South China Morning Post
Despite a harsh reaction to Prime Minister Junichiro Koizumi's visit yesterday to the Yasukuni Shrine on the 61st anniversary of Japan's surrender in the second world war, analysts say Beijing is already looking past the prime minister in the hope that his successor will be able to improve relations.
Mr Koizumi is likely to be replaced by Chief Cabinet Secretary Shinzo Abe. Although Mr Abe is a part of the conservative faction of the Liberal Democratic Party, and has taken a hawkish stance on China and North Korea, Beijing is hoping growing public opinion against visits to the shrine and pressure from Japanese business to improve relations will force him to end the controversial visits and pave the way for normalisation of relations.
Jiang Wenran, director of the China Institute at the University of Alberta, in Canada, said Mr Abe, the grandson of a member of Japan's second world war cabinet, was a staunch nationalist and favoured visits to the shrine.

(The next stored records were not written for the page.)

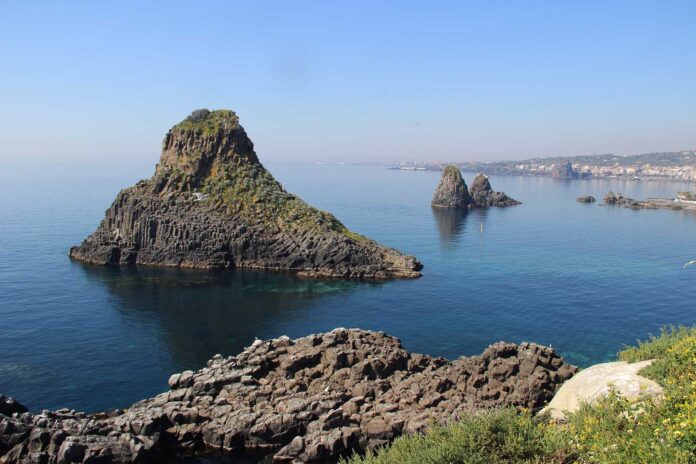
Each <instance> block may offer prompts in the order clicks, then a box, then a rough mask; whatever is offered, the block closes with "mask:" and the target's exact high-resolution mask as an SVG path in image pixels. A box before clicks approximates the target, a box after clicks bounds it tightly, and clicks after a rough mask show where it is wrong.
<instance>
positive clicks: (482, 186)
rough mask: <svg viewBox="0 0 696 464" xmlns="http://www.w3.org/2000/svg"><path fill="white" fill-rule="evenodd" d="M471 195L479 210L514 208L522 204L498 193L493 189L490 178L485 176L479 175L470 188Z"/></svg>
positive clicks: (473, 200)
mask: <svg viewBox="0 0 696 464" xmlns="http://www.w3.org/2000/svg"><path fill="white" fill-rule="evenodd" d="M469 194H470V195H471V198H472V200H473V202H474V205H476V207H478V208H486V207H488V206H514V205H519V204H521V203H520V202H519V201H517V200H514V199H512V198H510V197H509V196H507V195H506V194H505V193H504V192H496V191H494V190H493V188H492V187H491V183H490V182H489V181H488V177H487V176H486V175H484V174H478V175H477V176H476V178H475V179H474V181H473V182H472V183H471V187H470V188H469Z"/></svg>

He said, however, "the pressure now is enormous" not only from China, South Korea and the United States, but increasingly from the Japanese public.

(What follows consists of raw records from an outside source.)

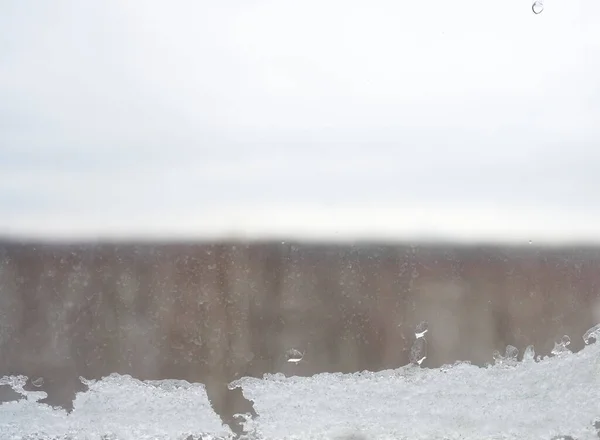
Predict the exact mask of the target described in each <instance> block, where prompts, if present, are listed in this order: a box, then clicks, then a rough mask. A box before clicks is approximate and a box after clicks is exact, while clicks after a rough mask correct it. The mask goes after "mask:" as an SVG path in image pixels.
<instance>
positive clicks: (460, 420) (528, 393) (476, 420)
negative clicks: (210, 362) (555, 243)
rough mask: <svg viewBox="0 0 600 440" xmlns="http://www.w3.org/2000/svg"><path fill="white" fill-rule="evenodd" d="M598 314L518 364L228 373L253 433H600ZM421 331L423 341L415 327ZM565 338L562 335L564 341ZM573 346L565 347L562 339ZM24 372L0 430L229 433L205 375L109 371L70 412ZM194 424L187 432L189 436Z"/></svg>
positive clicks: (27, 436) (379, 433)
mask: <svg viewBox="0 0 600 440" xmlns="http://www.w3.org/2000/svg"><path fill="white" fill-rule="evenodd" d="M599 336H600V326H597V327H595V330H594V329H590V331H589V332H586V334H585V335H584V341H586V344H587V345H586V346H585V347H584V349H583V350H581V351H579V352H577V353H571V352H570V350H569V352H563V353H562V355H560V356H550V357H548V356H546V357H544V358H543V359H540V361H538V362H535V361H534V360H533V358H534V356H535V352H534V349H533V347H527V348H526V349H525V353H524V355H523V360H524V361H523V362H516V361H515V358H516V355H517V354H518V350H517V348H516V347H510V346H509V347H507V349H506V351H505V353H504V355H501V354H500V352H498V353H497V356H498V359H500V360H501V361H503V362H506V361H509V362H510V363H512V364H513V365H511V367H510V368H505V367H504V366H503V365H494V366H490V367H489V368H480V367H476V366H473V365H470V364H469V363H456V364H454V365H451V366H444V367H443V368H439V369H428V368H414V367H411V366H406V367H402V368H398V369H395V370H386V371H381V372H376V373H372V372H362V373H355V374H341V373H329V374H318V375H315V376H312V377H285V376H284V375H283V374H275V375H266V376H265V377H264V378H263V379H256V378H243V379H240V380H239V381H236V382H234V383H232V384H231V385H232V386H240V387H241V388H242V391H243V393H244V395H245V396H246V397H247V398H248V399H251V400H253V401H254V408H255V410H256V412H257V414H258V416H257V417H256V419H255V420H253V421H250V422H251V423H249V425H250V426H251V427H252V430H253V432H252V434H251V435H250V436H249V438H255V439H292V438H293V439H337V440H340V439H342V438H346V439H348V438H362V439H365V440H371V439H406V440H419V439H448V440H453V439H464V440H481V439H514V440H517V439H518V440H524V439H532V440H533V439H542V440H545V439H547V440H551V439H558V438H573V439H577V440H598V438H599V436H600V399H599V398H598V395H599V390H600V343H593V342H594V341H597V340H598V337H599ZM416 341H425V339H424V338H417V339H416V340H415V342H416ZM560 344H562V345H563V346H564V347H566V346H567V345H568V344H567V340H566V339H564V338H563V339H561V340H560V343H559V345H560ZM567 350H568V349H567ZM25 381H26V378H25V377H24V376H12V377H4V378H2V379H0V385H10V386H11V387H12V388H13V389H14V390H16V391H17V392H19V393H20V394H23V395H25V396H26V397H27V399H22V400H20V401H17V402H7V403H4V404H2V405H0V438H1V439H15V440H17V439H36V440H48V439H52V440H54V439H61V440H66V439H70V440H78V439H86V440H87V439H90V440H92V439H97V440H101V439H103V440H106V439H111V440H134V439H135V440H144V439H164V440H167V439H169V440H170V439H177V440H184V439H187V438H196V439H199V438H202V439H209V438H210V439H215V438H231V437H232V434H231V431H230V430H229V429H228V428H227V427H225V426H223V425H222V424H221V421H220V420H219V418H218V417H217V415H216V414H215V413H214V412H213V410H212V408H211V406H210V403H209V401H208V398H207V395H206V392H205V388H204V386H203V385H201V384H190V383H188V382H185V381H176V380H165V381H139V380H136V379H133V378H131V377H129V376H120V375H117V374H113V375H111V376H108V377H106V378H104V379H103V380H99V381H89V382H88V381H86V382H87V385H88V386H89V390H88V391H86V392H84V393H79V394H78V395H77V397H76V399H75V402H74V410H73V412H72V413H71V414H67V413H66V412H65V411H63V410H61V409H53V408H51V407H49V406H48V405H45V404H41V403H39V402H37V400H39V399H41V398H43V397H45V393H43V392H40V391H25V390H24V389H23V385H24V384H25ZM189 436H192V437H189Z"/></svg>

Public opinion has turned against the visits after it was recently disclosed that Emperor Hirohito stopped visiting the shrine when Yasukuni secretly honoured 14 class-A war criminals - including the executed wartime prime minister General Hideki Tojo - in 1978.
According to a poll earlier this month by the Yomiuri newspaper, half of Japanese say the next prime minister should not visit the shrine, while 40 per cent support the visits.

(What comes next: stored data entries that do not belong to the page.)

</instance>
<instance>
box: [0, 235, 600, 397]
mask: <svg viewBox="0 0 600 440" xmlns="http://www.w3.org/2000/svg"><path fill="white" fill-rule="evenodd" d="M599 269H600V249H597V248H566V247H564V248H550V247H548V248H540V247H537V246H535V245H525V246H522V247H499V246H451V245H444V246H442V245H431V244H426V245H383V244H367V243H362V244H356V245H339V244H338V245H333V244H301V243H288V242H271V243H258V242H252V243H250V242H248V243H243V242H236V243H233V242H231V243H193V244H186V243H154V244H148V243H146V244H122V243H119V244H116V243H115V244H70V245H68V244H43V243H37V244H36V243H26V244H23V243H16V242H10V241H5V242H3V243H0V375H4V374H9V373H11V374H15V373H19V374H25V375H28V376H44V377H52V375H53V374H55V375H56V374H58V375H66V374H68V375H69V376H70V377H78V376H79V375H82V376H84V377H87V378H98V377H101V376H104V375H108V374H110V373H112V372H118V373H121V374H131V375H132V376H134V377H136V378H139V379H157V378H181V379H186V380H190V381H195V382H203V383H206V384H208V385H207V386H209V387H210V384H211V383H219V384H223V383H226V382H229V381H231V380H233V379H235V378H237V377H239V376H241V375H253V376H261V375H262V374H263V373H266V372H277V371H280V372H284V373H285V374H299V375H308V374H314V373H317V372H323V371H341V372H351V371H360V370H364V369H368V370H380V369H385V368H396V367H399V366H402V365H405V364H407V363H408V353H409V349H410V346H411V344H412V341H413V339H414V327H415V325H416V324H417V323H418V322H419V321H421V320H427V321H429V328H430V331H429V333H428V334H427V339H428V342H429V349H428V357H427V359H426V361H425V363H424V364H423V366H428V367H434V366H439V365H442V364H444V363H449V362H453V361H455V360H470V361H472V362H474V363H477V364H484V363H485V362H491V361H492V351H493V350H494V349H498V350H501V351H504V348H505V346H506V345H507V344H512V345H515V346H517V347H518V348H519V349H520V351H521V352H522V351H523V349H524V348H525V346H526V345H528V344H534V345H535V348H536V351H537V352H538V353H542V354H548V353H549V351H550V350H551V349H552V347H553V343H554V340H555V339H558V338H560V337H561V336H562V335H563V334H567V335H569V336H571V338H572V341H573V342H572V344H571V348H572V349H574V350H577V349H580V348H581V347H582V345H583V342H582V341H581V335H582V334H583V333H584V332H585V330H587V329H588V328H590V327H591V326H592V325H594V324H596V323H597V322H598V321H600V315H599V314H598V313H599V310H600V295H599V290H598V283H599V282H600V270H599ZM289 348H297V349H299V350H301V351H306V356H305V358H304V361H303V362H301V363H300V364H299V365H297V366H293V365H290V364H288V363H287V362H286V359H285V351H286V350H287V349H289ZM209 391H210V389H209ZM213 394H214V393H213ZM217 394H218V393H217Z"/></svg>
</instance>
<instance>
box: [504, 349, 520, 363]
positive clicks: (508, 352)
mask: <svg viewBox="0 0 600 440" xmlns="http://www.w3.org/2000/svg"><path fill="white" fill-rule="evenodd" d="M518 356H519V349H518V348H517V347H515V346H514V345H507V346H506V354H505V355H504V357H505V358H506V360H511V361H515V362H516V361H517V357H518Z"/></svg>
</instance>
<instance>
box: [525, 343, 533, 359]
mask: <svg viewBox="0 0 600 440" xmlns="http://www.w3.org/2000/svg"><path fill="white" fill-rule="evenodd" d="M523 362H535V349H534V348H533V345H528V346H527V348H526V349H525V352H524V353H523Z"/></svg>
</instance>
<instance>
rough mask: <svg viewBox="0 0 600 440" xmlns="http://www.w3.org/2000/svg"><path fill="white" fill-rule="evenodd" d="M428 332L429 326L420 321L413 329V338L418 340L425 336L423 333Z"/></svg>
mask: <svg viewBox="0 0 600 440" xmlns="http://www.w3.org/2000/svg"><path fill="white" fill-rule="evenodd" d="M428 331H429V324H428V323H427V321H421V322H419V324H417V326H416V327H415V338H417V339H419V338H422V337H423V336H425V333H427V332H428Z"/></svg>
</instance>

The daily reported that the number of people opposed to the visits rose by 8 percentage points from a survey in June.
Furthermore, 46 per cent of people opposed said that the news that the late Emperor Hirohito had stopped visiting the shrine after it included the names of war criminals had influenced their thinking.
"Public opinion over the Yasukuni Shrine issue is much more divided than it was a year ago," said Shi Yinhong , professor of international relations at People's University, "which means the new prime minister may take a more prudent attitude towards this."
He said there was a growing recognition within Japan that the issue was becoming increasingly unfavourable to Japan.
This may explain why China's response was muted when it was reported recently Mr Abe made a secret visit to the shrine in April.